Avocado Soup with Chicken and Lime Recipe
- 4 (6 inch) corn tortillas, julienned
- 1 ½ tablespoons olive oil
- 1 white onion, sliced thinly
- 8 cloves garlic, thinly sliced
- 4 fresh jalapeno peppers, sliced
- 8 ounces skinless, boneless chicken breast halves - cut into thin strips
- 1 quart chicken broth
- ¼ cup fresh lime juice
- 1 tomato, seeded and diced
- salt and ground black pepper to taste
- 1 avocado - peeled, pitted and diced
- ¼ cup chopped fresh cilantro
step 1: Preheat oven to 400 degrees F (200 degrees C). Arrange tortilla strips on a baking sheet.

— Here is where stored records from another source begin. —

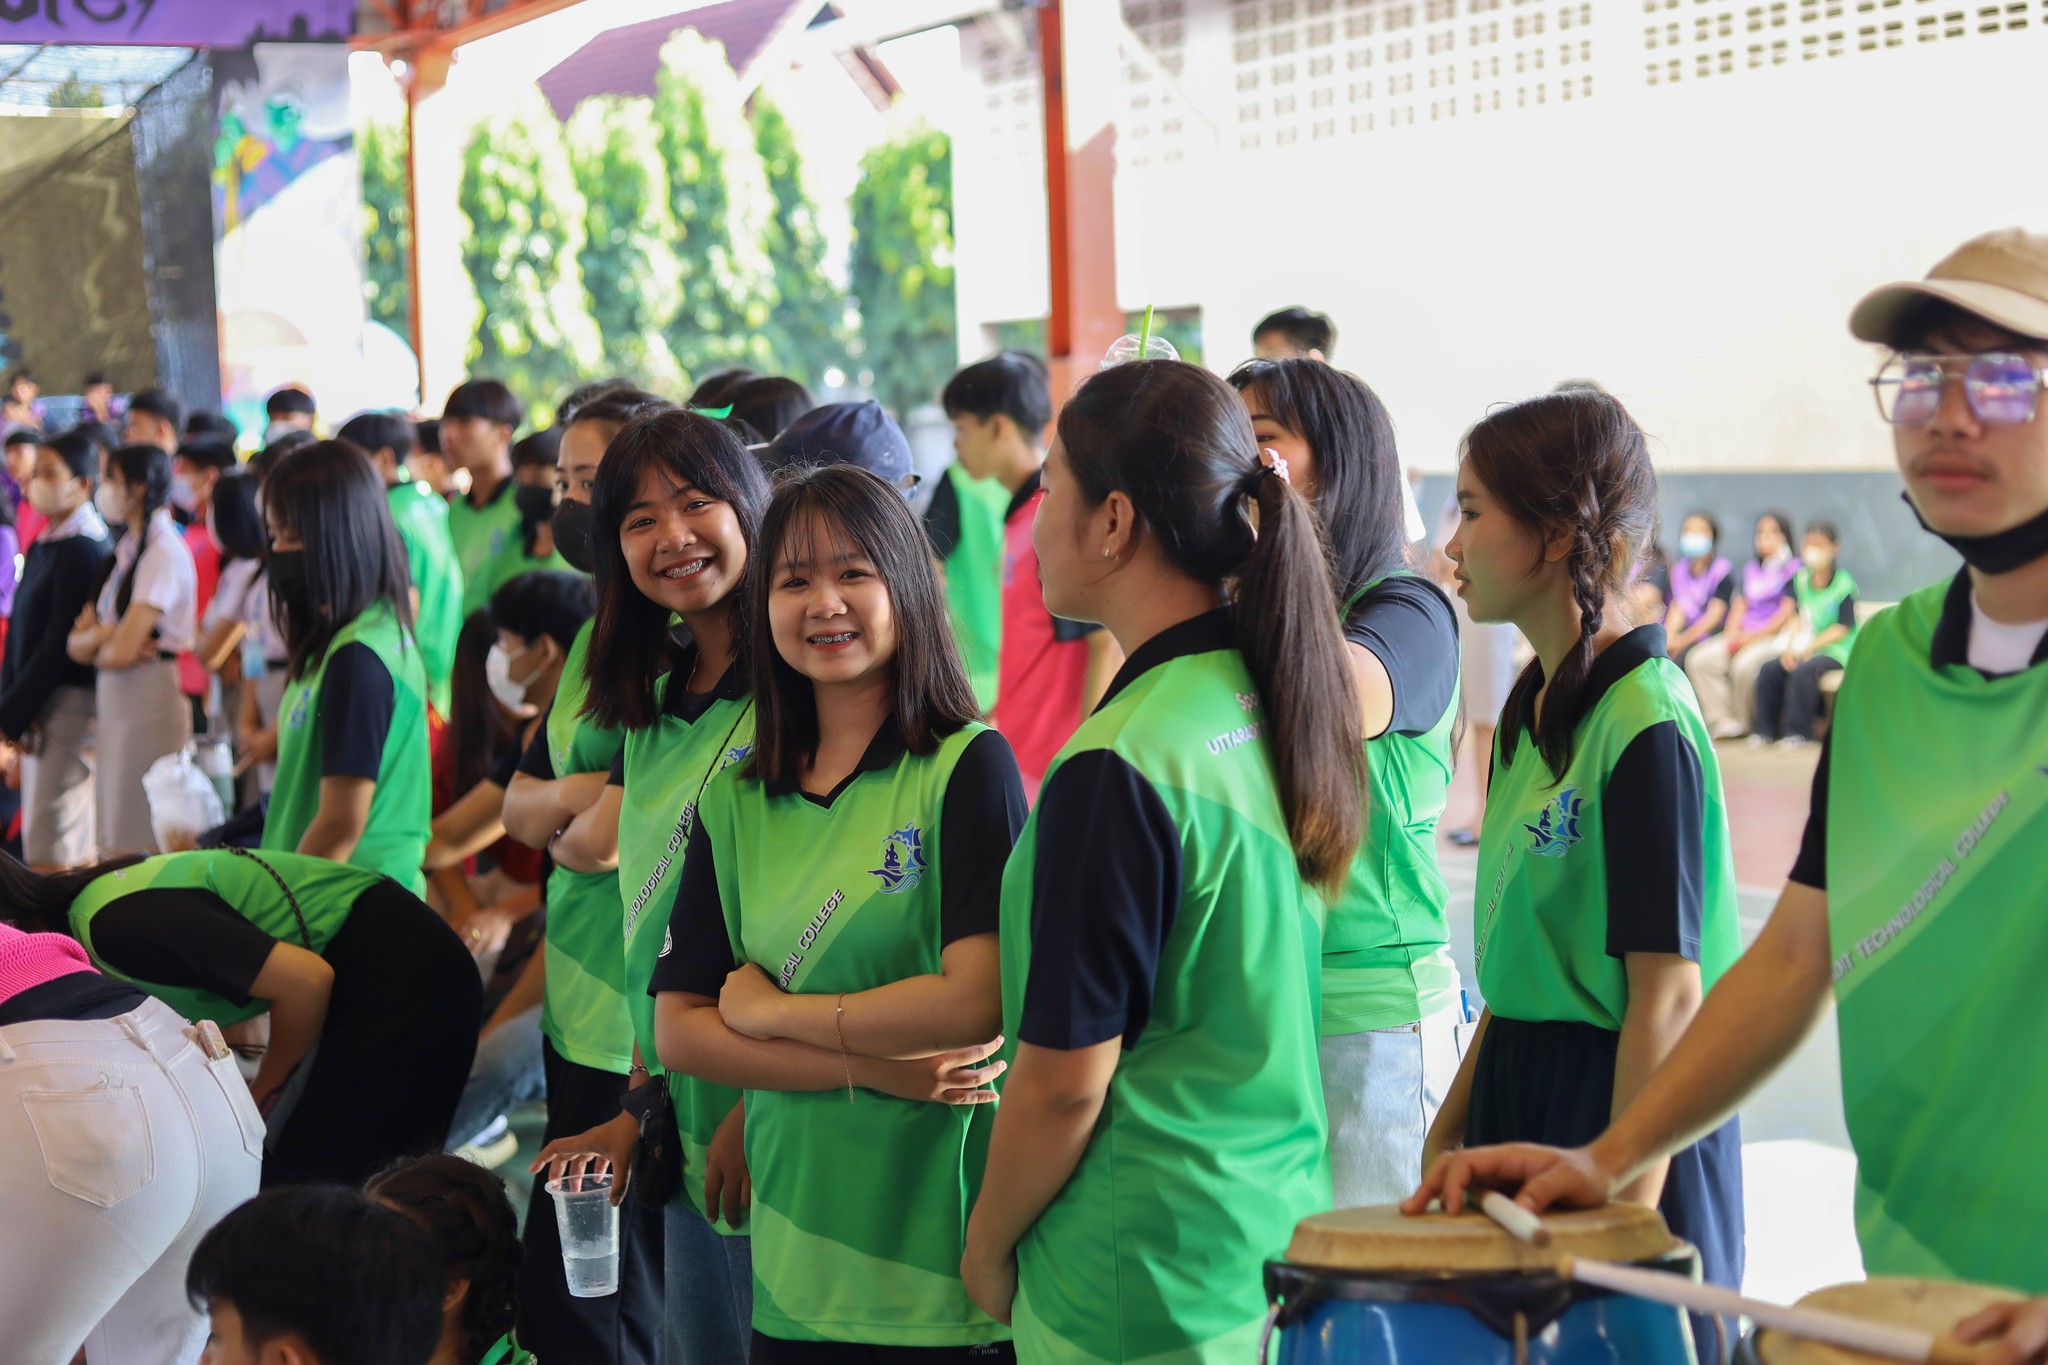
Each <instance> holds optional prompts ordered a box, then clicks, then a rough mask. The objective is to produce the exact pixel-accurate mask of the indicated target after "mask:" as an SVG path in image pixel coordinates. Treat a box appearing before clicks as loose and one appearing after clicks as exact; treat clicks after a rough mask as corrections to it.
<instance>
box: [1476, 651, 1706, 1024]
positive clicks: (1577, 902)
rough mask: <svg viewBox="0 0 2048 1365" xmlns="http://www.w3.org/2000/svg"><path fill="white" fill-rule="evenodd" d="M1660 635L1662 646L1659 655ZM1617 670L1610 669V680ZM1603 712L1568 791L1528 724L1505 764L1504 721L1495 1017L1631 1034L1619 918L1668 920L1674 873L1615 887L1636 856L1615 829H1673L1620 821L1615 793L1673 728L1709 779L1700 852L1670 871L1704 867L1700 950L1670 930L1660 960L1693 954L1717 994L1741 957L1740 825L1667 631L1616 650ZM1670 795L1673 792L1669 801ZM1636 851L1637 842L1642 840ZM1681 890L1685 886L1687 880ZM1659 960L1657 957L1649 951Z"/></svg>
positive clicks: (1701, 870)
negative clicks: (1653, 902) (1627, 867)
mask: <svg viewBox="0 0 2048 1365" xmlns="http://www.w3.org/2000/svg"><path fill="white" fill-rule="evenodd" d="M1651 632H1655V643H1653V645H1651V643H1647V641H1649V636H1651ZM1626 651H1638V653H1640V655H1642V657H1640V659H1638V661H1634V663H1630V665H1628V669H1626V671H1624V673H1620V675H1618V677H1606V686H1604V688H1599V692H1597V696H1591V694H1593V679H1602V677H1604V675H1606V673H1608V669H1610V667H1612V665H1614V663H1616V661H1622V659H1624V657H1626ZM1604 665H1606V667H1604ZM1587 694H1589V700H1591V704H1589V706H1587V708H1585V714H1581V718H1579V724H1577V729H1575V741H1577V743H1575V747H1573V755H1571V765H1569V767H1567V769H1565V776H1563V778H1552V776H1550V765H1548V763H1546V761H1544V757H1542V753H1540V751H1538V749H1536V739H1534V735H1530V733H1528V731H1522V729H1520V726H1522V724H1524V722H1520V720H1518V722H1516V726H1518V733H1520V741H1518V745H1516V753H1513V761H1509V759H1505V757H1503V753H1505V743H1503V739H1505V737H1507V733H1509V724H1507V722H1505V720H1503V724H1501V731H1499V735H1497V737H1495V741H1493V780H1491V784H1489V786H1487V817H1485V823H1483V827H1481V835H1479V925H1477V950H1475V958H1477V966H1479V988H1481V993H1483V995H1485V997H1487V1007H1489V1009H1491V1011H1493V1013H1495V1015H1501V1017H1505V1019H1524V1021H1532V1023H1536V1021H1569V1023H1591V1025H1595V1027H1602V1029H1612V1031H1620V1027H1622V1017H1624V1015H1626V1013H1628V970H1626V966H1624V960H1622V956H1620V954H1618V952H1612V948H1614V941H1616V925H1618V923H1624V921H1618V919H1616V917H1618V915H1622V913H1626V911H1630V909H1632V905H1634V902H1636V900H1638V898H1640V900H1642V902H1645V905H1651V902H1653V900H1651V896H1653V892H1655V905H1659V907H1669V896H1667V892H1669V890H1671V882H1673V880H1675V874H1673V866H1659V868H1647V870H1645V878H1642V886H1645V890H1640V892H1634V894H1632V888H1630V886H1628V884H1610V878H1612V876H1614V868H1616V866H1618V864H1622V862H1626V860H1628V857H1630V855H1634V853H1638V849H1630V847H1620V845H1618V843H1616V841H1610V825H1614V823H1620V827H1622V829H1632V827H1634V825H1632V821H1630V817H1634V819H1645V821H1651V823H1659V821H1661V825H1663V829H1667V831H1671V829H1673V821H1671V819H1663V812H1659V810H1645V808H1634V806H1640V804H1645V802H1642V800H1640V798H1638V796H1634V794H1630V798H1628V800H1626V802H1622V804H1624V806H1630V808H1628V810H1622V812H1618V810H1616V802H1612V800H1610V798H1608V796H1610V792H1608V788H1610V786H1616V765H1618V763H1622V757H1624V753H1628V749H1630V745H1632V741H1636V737H1640V735H1645V733H1647V731H1651V729H1655V726H1661V724H1671V726H1675V735H1677V741H1679V743H1681V745H1683V747H1686V749H1690V765H1692V767H1696V769H1698V774H1700V784H1702V800H1704V808H1702V812H1700V817H1702V819H1700V831H1698V847H1675V849H1673V851H1671V857H1669V860H1665V862H1667V864H1686V866H1692V864H1696V868H1698V913H1700V925H1698V943H1683V941H1679V937H1677V935H1679V929H1677V927H1671V925H1665V933H1667V935H1671V937H1669V941H1667V939H1665V937H1659V943H1657V952H1683V956H1688V958H1696V960H1698V964H1700V978H1702V986H1704V988H1708V990H1712V986H1714V982H1716V980H1720V974H1722V972H1724V970H1726V968H1729V964H1731V962H1735V958H1737V956H1739V954H1741V929H1739V917H1737V900H1735V862H1733V855H1731V849H1729V812H1726V806H1724V804H1722V794H1720V765H1718V761H1716V759H1714V747H1712V741H1710V739H1708V735H1706V722H1704V720H1702V718H1700V706H1698V702H1696V700H1694V696H1692V684H1688V681H1686V673H1681V671H1679V667H1677V665H1675V663H1671V659H1667V657H1665V653H1663V626H1642V628H1640V630H1636V632H1632V636H1624V639H1622V641H1616V643H1614V645H1610V647H1608V651H1606V653H1604V655H1602V657H1599V661H1595V665H1593V673H1591V675H1589V681H1587ZM1665 790H1669V788H1665ZM1630 839H1632V837H1630ZM1677 880H1683V878H1677ZM1642 952H1649V950H1642Z"/></svg>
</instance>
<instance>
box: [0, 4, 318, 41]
mask: <svg viewBox="0 0 2048 1365" xmlns="http://www.w3.org/2000/svg"><path fill="white" fill-rule="evenodd" d="M354 10H356V4H354V0H0V43H143V45H154V47H244V45H248V43H260V41H266V39H268V41H285V43H322V41H334V43H338V41H342V39H346V37H348V35H350V33H352V31H354Z"/></svg>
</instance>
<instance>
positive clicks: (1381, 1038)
mask: <svg viewBox="0 0 2048 1365" xmlns="http://www.w3.org/2000/svg"><path fill="white" fill-rule="evenodd" d="M1460 1052H1462V1019H1460V1013H1458V1007H1456V1005H1452V1007H1450V1009H1440V1011H1438V1013H1434V1015H1430V1017H1427V1019H1421V1021H1417V1023H1403V1025H1399V1027H1391V1029H1370V1031H1366V1033H1341V1036H1337V1038H1325V1040H1323V1042H1321V1062H1323V1103H1325V1105H1327V1107H1329V1177H1331V1185H1333V1189H1335V1197H1337V1201H1335V1205H1333V1207H1339V1209H1356V1207H1366V1205H1372V1203H1399V1201H1401V1199H1407V1197H1409V1195H1411V1193H1415V1187H1417V1185H1419V1183H1421V1144H1423V1138H1427V1136H1430V1124H1434V1121H1436V1111H1438V1109H1442V1107H1444V1095H1446V1093H1450V1083H1452V1081H1456V1078H1458V1060H1460Z"/></svg>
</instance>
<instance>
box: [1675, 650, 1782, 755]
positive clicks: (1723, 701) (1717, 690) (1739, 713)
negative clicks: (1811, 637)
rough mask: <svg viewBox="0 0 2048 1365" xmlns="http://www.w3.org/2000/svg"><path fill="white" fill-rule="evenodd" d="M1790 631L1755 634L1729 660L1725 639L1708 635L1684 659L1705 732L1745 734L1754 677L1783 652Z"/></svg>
mask: <svg viewBox="0 0 2048 1365" xmlns="http://www.w3.org/2000/svg"><path fill="white" fill-rule="evenodd" d="M1790 639H1792V630H1790V628H1786V630H1780V632H1776V634H1759V636H1757V639H1753V641H1747V643H1745V645H1743V647H1741V649H1737V651H1735V657H1733V659H1731V657H1729V636H1724V634H1710V636H1706V639H1704V641H1700V643H1698V645H1694V647H1692V653H1688V655H1686V677H1690V679H1692V692H1694V696H1698V698H1700V718H1702V720H1706V729H1708V731H1720V733H1722V735H1724V733H1729V731H1735V733H1737V735H1741V733H1745V731H1749V722H1751V720H1753V718H1755V714H1757V673H1761V671H1763V665H1765V663H1767V661H1772V659H1776V657H1778V655H1782V653H1784V651H1786V645H1788V643H1790Z"/></svg>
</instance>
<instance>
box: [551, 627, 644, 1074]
mask: <svg viewBox="0 0 2048 1365" xmlns="http://www.w3.org/2000/svg"><path fill="white" fill-rule="evenodd" d="M590 628H592V622H588V620H586V622H584V628H582V630H578V632H575V639H573V641H571V643H569V653H567V657H565V659H563V661H561V684H557V688H555V704H553V706H551V708H549V712H547V726H545V731H547V759H549V763H551V765H553V769H555V776H557V778H567V776H569V774H590V772H606V774H608V772H610V769H612V759H614V757H618V747H621V745H623V743H625V737H623V735H621V733H618V731H606V729H598V726H596V724H592V722H590V720H588V718H586V716H582V710H584V694H586V692H588V690H590V677H588V673H586V671H584V665H586V659H588V653H590ZM543 952H545V954H547V968H545V986H543V993H541V1031H543V1033H545V1036H547V1040H549V1042H551V1044H555V1052H559V1054H561V1056H565V1058H567V1060H571V1062H575V1064H578V1066H590V1068H594V1070H610V1072H616V1074H625V1072H627V1068H629V1066H631V1064H633V1019H631V1015H629V1013H627V995H625V970H627V960H625V937H623V935H621V933H618V872H616V870H612V872H569V870H567V868H561V866H557V868H555V870H553V872H549V874H547V939H545V943H543Z"/></svg>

step 2: Bake in the preheated oven until lightly browned, 3 to 5 minutes.
step 3: Heat oil in a large saucepan over medium heat. Cook onion, garlic, and jalapenos in oil until lightly browned, 4 to 5 minutes. Stir in chicken, chicken broth, lime juice, tomato, salt and pepper. Gently simmer until chicken is no longer pink, about 10 minutes. Stir in avocado and cilantro and heat through, 3 to 5 minutes. Adjust seasonings to taste.
step 4: Ladle soup into bowls and sprinkle with tortilla strips to serve.